Le jugement déféré sera infirmé de ce chef.
- Sur la demande en paiement des journées de récupération et du 13ème mois de l'année 2018
Le jugement déféré est ainsi rédigé :
« Le Conseil constate qu'aucune des deux parties n'a fourni les bulletins de salaire de l'année ainsi concernée. En l'absence d'éléments factuels, le Conseil ne pourra donner une suite favorable à cette demande. »
* Les journées de récupération étant la contrepartie d'heures supplémentaires effectuées, et le solde de tout compte ne faisant pas état de leur paiement, il convient de condamner la société à verser à M. [H] la somme de 414,12 euros bruts au titre des 42 heures de récupération.
***
Le contrat de travail de M. [H] ne prévoyait pas le paiement d'un 13ème mois. En revanche, il a perçu en juin 2018 une prime annuelle d'un montant de 959,08 euros.

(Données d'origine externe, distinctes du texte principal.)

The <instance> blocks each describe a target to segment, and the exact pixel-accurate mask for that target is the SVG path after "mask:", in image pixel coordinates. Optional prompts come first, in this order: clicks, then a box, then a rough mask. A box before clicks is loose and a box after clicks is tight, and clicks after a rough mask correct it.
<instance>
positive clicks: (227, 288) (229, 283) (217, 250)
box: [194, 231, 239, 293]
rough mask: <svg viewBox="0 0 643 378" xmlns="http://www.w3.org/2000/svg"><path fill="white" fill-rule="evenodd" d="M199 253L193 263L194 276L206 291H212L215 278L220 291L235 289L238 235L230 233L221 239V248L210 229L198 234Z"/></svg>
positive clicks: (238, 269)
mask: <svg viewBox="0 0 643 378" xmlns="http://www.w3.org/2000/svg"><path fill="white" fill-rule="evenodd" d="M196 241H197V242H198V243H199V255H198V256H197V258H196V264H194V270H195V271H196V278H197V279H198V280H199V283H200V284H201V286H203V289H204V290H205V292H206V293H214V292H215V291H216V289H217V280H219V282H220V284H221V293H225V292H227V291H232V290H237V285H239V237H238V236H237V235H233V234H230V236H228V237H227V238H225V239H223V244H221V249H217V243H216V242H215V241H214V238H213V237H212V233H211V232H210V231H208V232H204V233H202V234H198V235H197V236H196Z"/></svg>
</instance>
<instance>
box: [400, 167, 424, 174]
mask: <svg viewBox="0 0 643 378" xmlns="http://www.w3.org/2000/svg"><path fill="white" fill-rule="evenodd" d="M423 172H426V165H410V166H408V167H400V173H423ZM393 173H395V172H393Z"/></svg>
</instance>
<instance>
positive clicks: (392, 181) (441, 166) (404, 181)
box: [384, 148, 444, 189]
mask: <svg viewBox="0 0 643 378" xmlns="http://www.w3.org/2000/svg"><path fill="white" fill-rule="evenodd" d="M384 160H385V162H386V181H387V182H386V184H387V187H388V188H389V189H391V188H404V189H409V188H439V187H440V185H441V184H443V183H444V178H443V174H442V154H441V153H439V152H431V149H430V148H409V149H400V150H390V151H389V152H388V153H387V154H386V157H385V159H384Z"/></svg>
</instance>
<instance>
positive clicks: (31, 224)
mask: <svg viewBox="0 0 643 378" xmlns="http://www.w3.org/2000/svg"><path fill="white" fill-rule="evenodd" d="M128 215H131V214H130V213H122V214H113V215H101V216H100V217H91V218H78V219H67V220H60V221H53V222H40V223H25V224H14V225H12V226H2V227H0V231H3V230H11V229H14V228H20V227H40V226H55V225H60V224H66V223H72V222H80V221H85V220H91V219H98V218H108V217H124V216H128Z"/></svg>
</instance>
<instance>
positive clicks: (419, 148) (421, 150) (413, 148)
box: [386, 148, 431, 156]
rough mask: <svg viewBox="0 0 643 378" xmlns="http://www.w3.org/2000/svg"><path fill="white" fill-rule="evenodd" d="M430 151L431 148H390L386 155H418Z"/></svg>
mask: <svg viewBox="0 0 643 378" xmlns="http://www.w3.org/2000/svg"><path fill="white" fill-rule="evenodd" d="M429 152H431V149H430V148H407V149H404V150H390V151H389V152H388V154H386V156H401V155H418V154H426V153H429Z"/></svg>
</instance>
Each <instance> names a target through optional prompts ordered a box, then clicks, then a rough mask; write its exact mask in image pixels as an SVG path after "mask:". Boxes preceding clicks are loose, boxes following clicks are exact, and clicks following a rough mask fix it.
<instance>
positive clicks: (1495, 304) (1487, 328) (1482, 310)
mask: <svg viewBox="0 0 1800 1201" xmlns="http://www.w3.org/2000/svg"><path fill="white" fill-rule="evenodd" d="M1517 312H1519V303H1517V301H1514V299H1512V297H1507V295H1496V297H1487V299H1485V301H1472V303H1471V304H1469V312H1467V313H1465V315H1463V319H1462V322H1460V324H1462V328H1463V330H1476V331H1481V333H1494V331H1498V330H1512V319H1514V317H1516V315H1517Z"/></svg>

Dès lors que la prime litigieuse, qui n'était pas prévue par le contrat de travail, avait été jusqu'alors attribuée de manière discrétionnaire par l'employeur, en l'absence de caractère obligatoire, le salarié n'est pas fondé à demander le paiement d'une somme à ce titre pour l'année considérée.
Sur les autres demandes
La société Boulanger devra délivrer un bulletin de salaire récapitulatif des sommes allouées, un certificat de travail, un reçu pour solde de tout compte ainsi qu'une attestation France Travail (anciennement Pôle Emploi) rectifiés en considération des condamnations prononcées et ce, dans le délai de deux mois à compter de la signification de la présente décision, la mesure d'astreinte sollicitée n'étant pas en l'état justifiée.

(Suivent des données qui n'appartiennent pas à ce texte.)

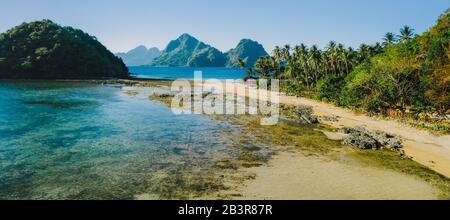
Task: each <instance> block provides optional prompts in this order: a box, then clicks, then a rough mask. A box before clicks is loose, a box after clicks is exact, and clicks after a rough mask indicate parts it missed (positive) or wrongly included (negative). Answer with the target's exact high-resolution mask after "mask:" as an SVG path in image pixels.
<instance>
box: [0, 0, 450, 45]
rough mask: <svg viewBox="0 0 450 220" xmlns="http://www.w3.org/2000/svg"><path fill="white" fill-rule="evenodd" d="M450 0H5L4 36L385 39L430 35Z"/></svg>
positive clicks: (3, 9)
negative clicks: (17, 33) (28, 34)
mask: <svg viewBox="0 0 450 220" xmlns="http://www.w3.org/2000/svg"><path fill="white" fill-rule="evenodd" d="M449 7H450V2H449V1H448V0H226V1H222V0H127V1H124V0H63V1H61V0H2V2H1V7H0V32H4V31H6V30H7V29H9V28H11V27H13V26H15V25H18V24H20V23H22V22H28V21H33V20H40V19H44V18H49V19H51V20H53V21H55V22H57V23H59V24H62V25H69V26H74V27H76V28H80V29H83V30H84V31H86V32H88V33H89V34H91V35H94V36H97V37H98V39H99V40H100V41H101V42H102V43H103V44H105V45H106V46H107V47H108V48H109V49H110V50H112V51H113V52H118V51H127V50H129V49H132V48H134V47H136V46H138V45H145V46H156V47H159V48H161V49H164V47H165V46H166V44H167V43H168V41H169V40H172V39H175V38H176V37H178V36H179V35H180V34H182V33H190V34H192V35H194V36H195V37H197V38H198V39H200V40H202V41H204V42H206V43H208V44H211V45H213V46H215V47H217V48H219V49H220V50H223V51H226V50H228V49H230V48H232V47H234V46H235V45H236V44H237V43H238V42H239V40H240V39H242V38H252V39H255V40H257V41H259V42H260V43H262V44H263V45H264V47H265V48H266V49H267V50H272V48H273V47H274V46H275V45H284V44H291V45H295V44H299V43H301V42H303V43H306V44H308V45H312V44H317V45H319V46H321V47H323V46H324V45H325V44H326V43H327V42H328V41H329V40H336V41H338V42H342V43H344V44H345V45H346V46H358V45H359V44H360V43H363V42H365V43H374V42H377V41H380V40H381V38H382V37H383V35H384V33H386V32H388V31H391V32H398V30H399V28H400V27H401V26H402V25H404V24H408V25H410V26H412V27H413V28H414V29H415V30H416V32H417V33H421V32H423V31H426V30H427V29H428V28H429V27H430V26H431V25H433V24H434V23H435V21H436V19H437V18H438V16H439V15H440V14H441V13H442V12H443V11H445V9H447V8H449Z"/></svg>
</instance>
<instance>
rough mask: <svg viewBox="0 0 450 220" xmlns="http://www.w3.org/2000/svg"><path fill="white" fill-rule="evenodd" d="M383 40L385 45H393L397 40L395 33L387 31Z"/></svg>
mask: <svg viewBox="0 0 450 220" xmlns="http://www.w3.org/2000/svg"><path fill="white" fill-rule="evenodd" d="M383 40H384V45H385V46H387V45H391V44H393V43H395V41H396V37H395V34H393V33H392V32H387V33H386V34H385V35H384V38H383Z"/></svg>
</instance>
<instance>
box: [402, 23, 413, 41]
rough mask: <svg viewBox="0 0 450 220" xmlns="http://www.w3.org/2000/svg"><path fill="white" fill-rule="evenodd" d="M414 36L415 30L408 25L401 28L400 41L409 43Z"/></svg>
mask: <svg viewBox="0 0 450 220" xmlns="http://www.w3.org/2000/svg"><path fill="white" fill-rule="evenodd" d="M413 35H414V29H412V28H411V27H409V26H408V25H404V26H403V27H402V28H400V36H399V38H400V40H401V41H407V40H409V39H411V38H412V36H413Z"/></svg>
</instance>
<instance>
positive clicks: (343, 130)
mask: <svg viewBox="0 0 450 220" xmlns="http://www.w3.org/2000/svg"><path fill="white" fill-rule="evenodd" d="M340 132H341V133H344V134H348V135H349V136H348V137H347V138H346V139H345V140H344V142H343V144H345V145H350V146H353V147H357V148H360V149H380V148H386V149H388V150H392V151H401V148H402V147H403V146H402V144H403V141H402V140H401V139H400V138H399V137H398V136H396V135H393V134H389V133H386V132H382V131H374V132H372V131H369V130H367V129H365V128H363V127H354V128H342V129H341V130H340Z"/></svg>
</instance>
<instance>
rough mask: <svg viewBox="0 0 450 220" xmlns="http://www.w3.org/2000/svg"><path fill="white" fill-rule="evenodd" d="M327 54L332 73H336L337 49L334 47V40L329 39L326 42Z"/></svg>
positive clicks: (334, 73)
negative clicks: (326, 47) (329, 39)
mask: <svg viewBox="0 0 450 220" xmlns="http://www.w3.org/2000/svg"><path fill="white" fill-rule="evenodd" d="M327 54H328V61H329V65H330V66H331V70H333V74H334V75H336V73H337V68H338V51H337V49H336V42H334V41H330V42H329V43H328V46H327Z"/></svg>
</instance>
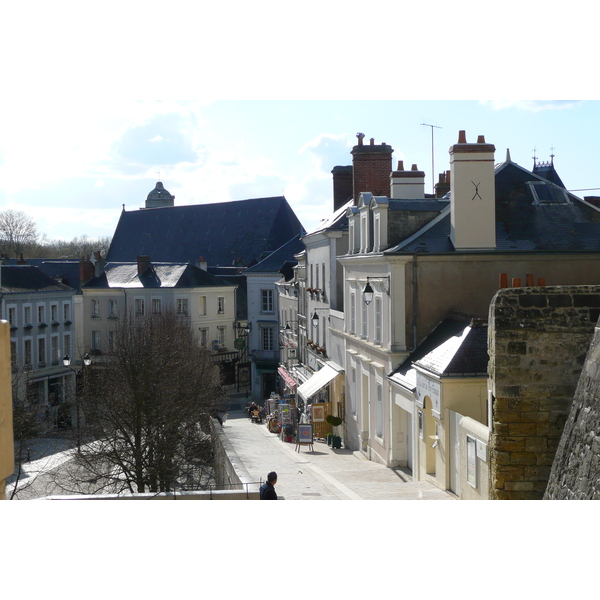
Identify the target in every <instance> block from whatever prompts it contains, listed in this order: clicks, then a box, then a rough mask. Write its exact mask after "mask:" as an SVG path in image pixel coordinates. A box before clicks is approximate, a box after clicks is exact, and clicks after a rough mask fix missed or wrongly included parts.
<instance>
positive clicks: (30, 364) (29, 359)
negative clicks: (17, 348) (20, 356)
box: [23, 340, 32, 366]
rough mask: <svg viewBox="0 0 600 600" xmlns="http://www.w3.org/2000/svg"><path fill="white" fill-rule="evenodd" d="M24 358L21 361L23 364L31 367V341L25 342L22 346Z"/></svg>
mask: <svg viewBox="0 0 600 600" xmlns="http://www.w3.org/2000/svg"><path fill="white" fill-rule="evenodd" d="M23 350H24V356H23V360H24V361H25V364H26V365H28V366H31V362H32V356H31V340H25V342H24V344H23Z"/></svg>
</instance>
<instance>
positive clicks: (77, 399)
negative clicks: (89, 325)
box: [63, 353, 92, 453]
mask: <svg viewBox="0 0 600 600" xmlns="http://www.w3.org/2000/svg"><path fill="white" fill-rule="evenodd" d="M91 364H92V359H91V358H90V355H89V354H87V353H86V354H85V355H84V357H83V366H82V367H81V371H80V373H81V374H82V377H83V383H84V386H85V367H89V366H90V365H91ZM63 365H64V366H65V367H67V368H68V369H69V370H70V371H73V373H75V407H76V409H77V452H78V453H79V452H81V437H80V429H79V400H78V398H77V371H76V370H75V369H73V368H71V357H70V356H69V355H68V354H65V356H64V358H63Z"/></svg>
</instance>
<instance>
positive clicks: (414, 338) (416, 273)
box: [412, 254, 418, 351]
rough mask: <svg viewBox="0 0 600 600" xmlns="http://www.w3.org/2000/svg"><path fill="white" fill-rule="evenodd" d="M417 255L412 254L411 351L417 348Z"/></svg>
mask: <svg viewBox="0 0 600 600" xmlns="http://www.w3.org/2000/svg"><path fill="white" fill-rule="evenodd" d="M417 305H418V303H417V255H416V254H413V348H412V349H413V351H414V350H416V348H417Z"/></svg>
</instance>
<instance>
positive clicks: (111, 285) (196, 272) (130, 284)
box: [83, 262, 234, 289]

La société, qui succombe à l'instance sera condamnée aux dépens ainsi qu'à payer à M. [H] la somme de 4.000 euros sur le fondement de l'article 700 du code de procédure civile.
PAR CES MOTIFS,
La cour,
Infirme le jugement déféré sauf en ce qu'il a débouté M. [H] de ses demandes au titre de la violation du statut protecteur de salarié protégé et du paiement d'un 13ème mois,
Statuant à nouveau,
Dit nul le licenciement de M [H],
Condamne la société Boulanger à verser à M. [H] les sommes de :
- 2.500 euros à titre de dommages et intérêts en réparation du harcèlement subi,
- 2.000 euros à titre de dommages et intérêts pour manquement de l'employeur à son obligation de sécurité,
- 891,40 euros bruts au titre du rappel de salaire retenu du 25 février 2019 au 13 mars 2019,
- 89,14 euros bruts au titre des congés payés y afférents,
- 414,12 euros bruts à titre de rappel de salaire pour les heures de récupération non rémunérées,
- 15.000 euros à titre de dommages et intérêts en réparation du préjudice résultant du licenciement nul,
Dit que la société Boulanger devra délivrer un bulletin de salaire récapitulatif des sommes allouées, un certificat de travail, un reçu pour solde de tout compte ainsi qu'une attestation France Travail rectifiés en considération des condamnations prononcées et ce, dans le délai de deux mois à compter de la signification de la présente décision,
Dit n'y avoir lieu au prononcé d'une mesure d'astreinte,
Condamne la société Boulanger aux dépens ainsi qu'à verser à M. [H] la somme de 4.000 euros sur le fondement de l'article 700 du code de procédure civile.
Signé par Sylvie Hylaire, présidente et par A.-Marie Lacour-Rivière, greffier, auquel la minute de la décision a été remise par le magistrat signataire.